Alia Farid has had solo exhibitions in: Henie Onstad Kunstsenter (Oslo); Chisenhale Gallery (London); Kunsthalle Basel; Contemporary Art Museum St. Louis (Missouri); Kunstinstituut Melly (Rotterdam); Portikus (Frankfurt am Main); and CAC Passerelle (Brest, France). She has upcoming solo exhibitions at Contemporary Art Museum Houston in partnership with Rivers Institute, and Detroit Institute of Arts.

Degas’ Obsession
8 May 2025 – 29 November 2026


This spring, the Glyptotek will tell the story of Edgar Degas’ Dancers Practising in the Foyer, which belongs to the Glyptotek’s French collection. Until now, timewise, it was hard to place the work among Degas’ ballet paintings: the artist’s working methods created mysteries for posterity.

Throughout his career, Degas produced many images of ballet dancers at the Paris Opera, both on and off stage. Throughout his life, he was obsessed by ballet as a motif: he explored its movement, compositions and poses.

Some argue that Dancers Practising in the Foyer may have been painted around 1882-83, when Degas painted several pictures featuring this motif. Others, though, have placed it around 1887-90 because of the way it is painted. Not until now has the Glyptotek – in collaboration with the Getty Research Institute – got closer to a picture of the actual date. New technical studies, which reveal details and layers in the painting, have finally facilitated more accurate dating.

Degas’ Obsession is a new way of presenting research. The Glyptotek is delving into a single major work, inviting guests into the laboratory and providing them with insight into the studies that help researchers understand the genesis of a painting and help them date a work. How do we use modern technology to examine such a painting? And how do conservators and art historians work together in an endeavour to understand paint, brushstrokes, and motifs?

The research project on which the presentation is based is a collaboration with the Getty Research Institute in Los Angeles, USA.

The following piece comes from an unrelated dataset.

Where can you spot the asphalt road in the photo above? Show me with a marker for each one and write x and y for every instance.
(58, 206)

Paul Gauguin: First Impressions
8 May 2025 – 6 December 2026


May will see the opening of an entire exhibition floor dedicated to one of the museum’s most distinctive characters: the French artist Paul Gauguin (1848-1903). The floor will feature a display of a wide selection of Gauguin’s works from the museum’s unique collection, including paintings, ceramics, drawings, and woodcarvings.

His symbolic use of color, boldly applied in broad flat areas outlined with dark paint, have made Paul Gauguin one of the most iconic – and most controversial – figures in the history of Western art. To this day, his lengthy stay in the former French colony of Tahiti, his intimate relationships with young girls, and his romanticised depictions of other peoples and cultures often arouse strong emotions and intense debate.

In the light of the artist’s circuitous trajectory and radical imagery, this presentation of works from the museum’s collection invites guests to reflect on the importance of the complex legacy of Paul Gauguin the human being and artist – a legacy that balances groundbreaking aesthetics and problematic ethics and challenges our understanding of the role and scope of art in a postcolonial world.

Secrets of The Crocodile Mummies
From 28 January 2025


In 1911, two small crocodile mummies arrived at the Glyptotek along with other finds from the famous English archaeologist Flinders Petrie’s excavations in Egypt, specifically Hawara at the Fayum Oasis to the west of the River Nile.

It was not until almost 100 years later, during an X-ray examination at the University of Copenhagen’s Faculty of Science, that scientists discovered that there was indeed a small crocodile in one mummy, but nothing but hay and a stick in the other.

This small presentation at the Glyptotek will recount the cunning story of the two crocodile mummies, tell you all about the crocodile god Sobek and reveal why the Egyptians made animal mummies.